Wednesday, May 21, 2014

This Week...

I had to take some time off because I got sick. Just a cold, but I want to get healed up as quickly as possible and that means not working out doing being active for a while. My immune system will need all of my energy!

I hope I get better soon as I really don't like not working out.

Anyway, despite being sick I've been feeling really good lately. I don't know if it's because my blood sugar stabilized after the surgery or just all the endorphins that my body keeps releasing from working out, but I've been very happy lately. I notice I treat people nicer, give them compliments, or try to make them feel good. I don't totally hate talking to complete strangers anymore.

And all the confidence. I have, ALL of the confidence.

Despite this, I do have one problem that needs to be dealt with.

I'm an alcoholic.

I was a borderline alcoholic before my surgery, and I lied about my drinking just so I could get the surgery in the first place. Then after the surgery I just became a high-functioning alcoholic. I would quit drinking for a week or a few days at a time, but eventually I'd go back to my habit of getting drunk on a nightly basis.

For the past few months I didn't care about being an alcoholic, considering I was high functioning, wasn't violent, and didn't drink unless it was my off time. But then I read this story:

This weekend, Sum 41 frontman Deryck Whibley announced that he is being treated in hospital after alcoholism “finally caught up” with him. 
“Hey everyone, it’s Deryck here. Sorry I’ve been so m.i.a. lately, but I’ve been very sick in the hospital for a month and was pretty sick for a few weeks leading up to my trip to the hospital,” he wrote. “The reason I got so sick is from all the hard boozing I've been doing over the years. It finally caught up to me.” 
He told of how he was “drinking hard every day” until one evening he poured himself another drink and sat down to watch a film when he collapsed unconscious. 
“I was stuck with needles and IV’s all over. I was completely sedated the FIRST WEEK. When I finally woke up the next day I had no idea where I was. My mum and step dad were standing over me. I was so freaked out. My liver and kidney’s collapsed on me. Needless to say it scared me straight.”
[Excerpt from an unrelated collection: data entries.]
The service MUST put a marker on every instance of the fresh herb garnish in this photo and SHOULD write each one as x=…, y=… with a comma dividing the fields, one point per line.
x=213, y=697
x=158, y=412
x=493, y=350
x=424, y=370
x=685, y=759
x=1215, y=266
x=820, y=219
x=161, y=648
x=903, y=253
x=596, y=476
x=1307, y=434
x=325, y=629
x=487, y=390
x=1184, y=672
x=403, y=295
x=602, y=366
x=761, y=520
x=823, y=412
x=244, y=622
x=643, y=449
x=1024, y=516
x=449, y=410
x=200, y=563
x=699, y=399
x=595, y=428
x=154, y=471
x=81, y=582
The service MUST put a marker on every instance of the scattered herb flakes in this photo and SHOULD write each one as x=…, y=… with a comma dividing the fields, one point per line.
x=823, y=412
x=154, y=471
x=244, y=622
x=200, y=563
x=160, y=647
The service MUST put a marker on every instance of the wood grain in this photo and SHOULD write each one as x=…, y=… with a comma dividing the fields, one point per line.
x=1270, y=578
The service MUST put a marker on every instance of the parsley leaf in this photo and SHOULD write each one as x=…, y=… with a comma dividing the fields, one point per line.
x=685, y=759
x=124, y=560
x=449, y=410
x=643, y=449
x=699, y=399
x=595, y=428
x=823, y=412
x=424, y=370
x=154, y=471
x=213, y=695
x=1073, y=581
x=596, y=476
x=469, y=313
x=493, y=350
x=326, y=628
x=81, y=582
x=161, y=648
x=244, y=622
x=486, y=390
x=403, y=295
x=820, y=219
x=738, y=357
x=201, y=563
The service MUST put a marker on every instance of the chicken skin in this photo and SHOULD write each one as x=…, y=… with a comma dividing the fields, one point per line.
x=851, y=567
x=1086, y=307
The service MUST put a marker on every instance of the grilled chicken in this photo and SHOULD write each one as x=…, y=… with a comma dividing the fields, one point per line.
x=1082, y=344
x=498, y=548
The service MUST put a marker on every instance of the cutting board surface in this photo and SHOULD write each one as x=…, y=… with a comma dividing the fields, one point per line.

He's only a year older than me. Jesus...

I got my surgery because I knew that I'd be dead before I was 40 if I didn't lose weight. If I don't deal with my alcoholism, I may still be dead before I'm 40.

So I have to find a way to fix this. AA isn't going to help me. I tried Overeater's Anonymous and they use the Alcoholics Anonymous handbook. It didn't help, mostly due to the fact that everything in that book says that you have to "turn your life over to God". When you don't believe in God, it doesn't do you much good. It's even off-putting to hear that.

But there are other ways to get help. There's plenty of pills out there that make it so you won't crave alcohol anymore. If I can find a secular group around here (fat chance, but I'm looking), I'll join it. I have to see the doctor soon to see what can be done. Good thing I have insurance!